The Evolution of the Sports Biography

Long before their athletic purists were wall to wall in our society, the interest around knowing the origins and the daily routines of our favorite sports heroes was tangible. As sports made a deeper penetration into our daily lives, having an understanding of the people under the jerseys seemed almost necessary.

There was a time when sports stars would just appear in TV shows or movies like Jack Dempesy in The Prizefighter and the Lady, (1933) or Joe DiMaggio in Manhattan Merry-Go-Round, (1937) but as sports transformed from pastime to a full on entertainment industry unto itself, the cameo roles were too small for this new bread of popular culture idols. Like all other notable portrayals of the famous and envied, the sports biography evolved over time. The first wave of sports biographies were nearly extension of folklore where athletes are these mythical figures who just happened to walk among us mere mortals. An example of this kind of sports biography is the 1948 movie The Babe Ruth Story, co-written by Ruth and tragically released just two months before his death. As you can see from the trailer, the film builds Ruth as the epitome of strength, integrity and chivalry. All of those attributes could have been true about Ruth, but the complete lack of objectivity makes any of the raving about the Great Bambino unbelievable. The next phase of the sports biography took a different approach to telling the stories of sports legends. Instead of presenting them as larger than life, the next crop of tales would focus on how they were just like us. In 1950, less than three full seasons after historically breaking the color barrier in Major League Baseball, Jackie Robinson co-stared with Ruby Dee in The Jackie Robinson Story. Though the movie gives an honest effort to explain who Jackie Robinson was as a person, it is impossible to capture the true historical impact of a figure like Robinson while he is still making history. The recent recreation of the Jackie Robinson movie, 42- while still flawed in some ways, does have the advantage of a more complete view of Robinson's historical impact.
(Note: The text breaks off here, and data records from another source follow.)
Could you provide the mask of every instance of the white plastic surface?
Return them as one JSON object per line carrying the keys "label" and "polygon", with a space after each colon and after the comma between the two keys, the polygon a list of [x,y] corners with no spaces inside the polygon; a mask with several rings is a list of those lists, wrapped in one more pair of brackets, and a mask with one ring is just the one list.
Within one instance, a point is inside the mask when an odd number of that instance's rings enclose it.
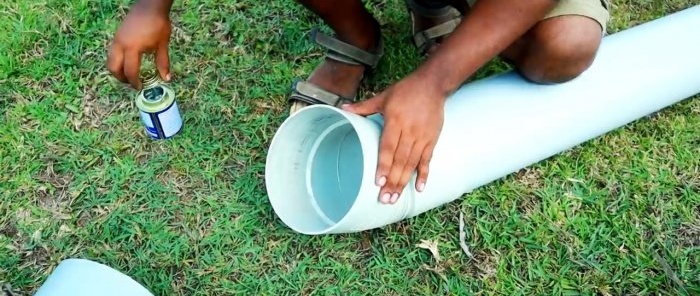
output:
{"label": "white plastic surface", "polygon": [[35,296],[153,296],[130,277],[97,262],[66,259],[49,275]]}
{"label": "white plastic surface", "polygon": [[538,85],[509,72],[464,85],[446,103],[425,191],[411,180],[395,205],[379,203],[374,185],[381,120],[304,108],[268,151],[270,203],[293,230],[326,234],[382,227],[451,202],[700,93],[699,30],[695,6],[605,37],[593,65],[570,82]]}

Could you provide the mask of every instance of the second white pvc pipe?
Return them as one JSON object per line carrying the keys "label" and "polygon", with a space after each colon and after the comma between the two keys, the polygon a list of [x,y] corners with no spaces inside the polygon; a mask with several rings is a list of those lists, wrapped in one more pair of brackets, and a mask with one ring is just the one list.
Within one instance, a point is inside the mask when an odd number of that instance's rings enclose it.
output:
{"label": "second white pvc pipe", "polygon": [[425,191],[412,180],[394,205],[378,201],[374,184],[381,117],[307,107],[269,148],[270,203],[287,226],[317,235],[382,227],[451,202],[700,93],[699,30],[696,6],[605,37],[571,82],[537,85],[509,72],[463,86],[446,103]]}

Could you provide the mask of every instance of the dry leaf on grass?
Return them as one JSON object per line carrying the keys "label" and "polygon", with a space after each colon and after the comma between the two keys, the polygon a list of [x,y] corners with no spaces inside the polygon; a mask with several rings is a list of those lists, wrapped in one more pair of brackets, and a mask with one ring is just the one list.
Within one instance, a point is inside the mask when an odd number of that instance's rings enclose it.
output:
{"label": "dry leaf on grass", "polygon": [[416,247],[430,250],[430,253],[433,254],[433,258],[435,258],[435,261],[440,262],[440,252],[438,251],[436,241],[422,239],[420,240],[420,244],[417,244]]}
{"label": "dry leaf on grass", "polygon": [[464,232],[464,213],[459,212],[459,246],[462,247],[462,251],[464,251],[464,254],[469,256],[469,258],[474,259],[474,255],[472,252],[469,250],[469,246],[467,246],[467,233]]}

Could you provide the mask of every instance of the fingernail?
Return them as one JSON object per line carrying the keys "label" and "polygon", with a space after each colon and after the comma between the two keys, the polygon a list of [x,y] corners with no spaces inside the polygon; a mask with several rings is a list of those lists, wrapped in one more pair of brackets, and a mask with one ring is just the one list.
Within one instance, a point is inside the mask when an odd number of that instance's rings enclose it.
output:
{"label": "fingernail", "polygon": [[398,194],[398,193],[394,193],[394,194],[391,196],[391,203],[392,203],[392,204],[395,204],[397,200],[399,200],[399,194]]}
{"label": "fingernail", "polygon": [[389,194],[387,192],[387,193],[384,193],[382,195],[381,201],[382,201],[382,203],[388,203],[390,199],[391,199],[391,194]]}

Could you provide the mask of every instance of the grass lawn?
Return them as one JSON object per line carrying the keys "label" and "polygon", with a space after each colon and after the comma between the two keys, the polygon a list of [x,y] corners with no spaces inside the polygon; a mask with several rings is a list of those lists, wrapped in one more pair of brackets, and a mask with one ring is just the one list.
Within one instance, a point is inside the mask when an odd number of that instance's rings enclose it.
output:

An unlikely force would change the direction of the sports biography; television.

As the TV news broadcast challenged its print counterpart for the attention of the viewing public, sports focused programs like Inside the NFL and Real Sports became the next evolution of the sports section. These shows studied sports at a granular level and allowed the subjects of their stories a voice beyond the occasional locker room quote. Now in its 22nd season, Real Sports lead by Bryant Gumble is still arguably the benchmark by which all other sports magazine shows are judged but others have come along and carved out their own niche. For example, Bill Simmons' 30for30 now in its third season, has changed the landscape of sports storytelling. The beauty of 30for30 is it gives little known stories like what happened to legendary high school running back Marcus Dupree the same treatment as the tragically cut short life of Len Bias. Unlike sports magazine shows, where you get numerous stories from a small group of reporters, 30for30 offers a wide array of points of views from a carousel of fans, storytellers and filmmakers. This approach to sports biography has caught on at other networks, as just last year Showtime released full-scale documentaries on Kobe Bryant, Allen Iverson, and Tony Gonzalez often with their sports careers in the background to larger more personal issues in the forefront.

The recognition that sports stories well-known and lesser known alike, contain the possibility to tell us a great deal about numerous aspects of the human condition. Over the next two weekends the box office will offer up two very different sports biographies. Opening Friday Feb. 19 is Race. Race staring Stephan James (Selma), as 1936 Olympic hero Jesse Owens is a well-known story. Many know about how James Cleveland Owens took the track and field world by storm but still like many other Olympic hopeful had to decide to compete in the socially and politically charged 1936 games. The challenge for Race is to refresh this familiar story while shedding light on lesser-known insights and showing Owens as athletically superior but still human enough to feel the pressure of the times.

Eddie the Eagle released Feb. 26 has a different charge than Race. Staring Taron Egerton (Kingsman) and Hugh Jackman (X-Men) Eddie the Eagle is a lesser-known sports story about the arduous struggle of Michael "Eddie" Edwards to become an Olympian. Just like its sports biography predecessors, Eddie the Eagle should take from the tradition that our sports heroes are more like us than not. What they do, not who they are allows them to pull off these amazing feats. Both Race and Eddie the Eagle have the opportunity to add to the reasons why we appreciate sports storytelling and by extension the men and women who make them great. It does not matter if you are a relatively unknown skier or world class athlete, you can make a tremendous impact on people and even world events by competing in games.